My job, put simply, is to make bamboo interesting to grizzly bears. And as it turns out, that isn’t as impossible a task as it may seem. There is plenty of common ground to be found, if you know to look for it. However, finding this common ground requires taking a step back to ask: what does my reader want to know?

Common Human Elements

For most visitors to Japan (and especially those arriving from the Western Hemisphere), the main question on their minds is, “what makes this place worth flying thousands of miles to see?” When writing about something like the Kaminarimon Gate at Asakusa, that is an easy question to answer. You simply need to say, “Look at this gate! It’s huge! And that lantern, woah!”

In the case of Jizōin Temple and its bamboo, however, the answer may be less obvious. Very few people will eagerly venture to another continent to see some bamboo. Even fewer are especially eager to learn about the history of the temple’s founders, the Hosokawa family, and the prominent positions they held in the Ashikaga shogunate. (Automatically, I imagine our friend the grizzly cocking his fuzzy head in confusion: “What’s a ‘shoga-net’?”)

Instead, it is often more productive to look for the common human elements. These are the things that resonate across cultures and time periods: love, loss, conflict, discovery, triumph, hardship, justice, and all the other universal emotions that stir our hearts. For many, a temple is interesting. But the story of Ikkyū, the unrecognized son of Emperor Gokomatsu, who spent six years in hiding at Jizōin, appeals to anyone who is thrilled by the idea of a secret heir apparent. 

Similarly, there are many people who would come to Jizōin to see its lovely statuary. But those same statues take on new interest when paired with a knowledge of the Ōnin War and an image of the monk who fled with all that he could carry—the head of a single statue—as the temple burned around him.

These are the things that resonate across cultures and time periods: love, loss, conflict, discovery, triumph, hardship, justice, and all the other universal emotions that stir our hearts.

As Tilden states, the goal is to provoke. To prompt revelation. What we provoke is the thing that all travelers are seeking when they pack their bags and launch themselves into an unknown world: something unfamiliar but resonant, something foreign but still known. What we reveal is a truth that everyone already wants to believe: that everywhere, throughout history, human beings are more similar than they are different.
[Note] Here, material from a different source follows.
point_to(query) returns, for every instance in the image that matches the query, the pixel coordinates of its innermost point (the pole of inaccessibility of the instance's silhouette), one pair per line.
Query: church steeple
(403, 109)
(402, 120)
Of course, even once the focus of the text has been determined and the structure set, the editor’s job continues. There are many smaller jobs of tidying and sorting and reworking the passages. I trim here, I paste there, reducing and clarifying and distilling. It is work, but it is work in the same way that doing the dusting is work. That kind of revision is a skill that any literate person can learn. It is a process; it has steps.

No, the true challenge of interpretive text is in its formulation. You haul out your reference documents and sift through them like a prospector, you flip through countless PDFs, you listen carefully to your recordings of a genial monk explaining 400 hundred years of history—all in the service of finding the thing that will make sense to anyone, from anywhere: common human elements.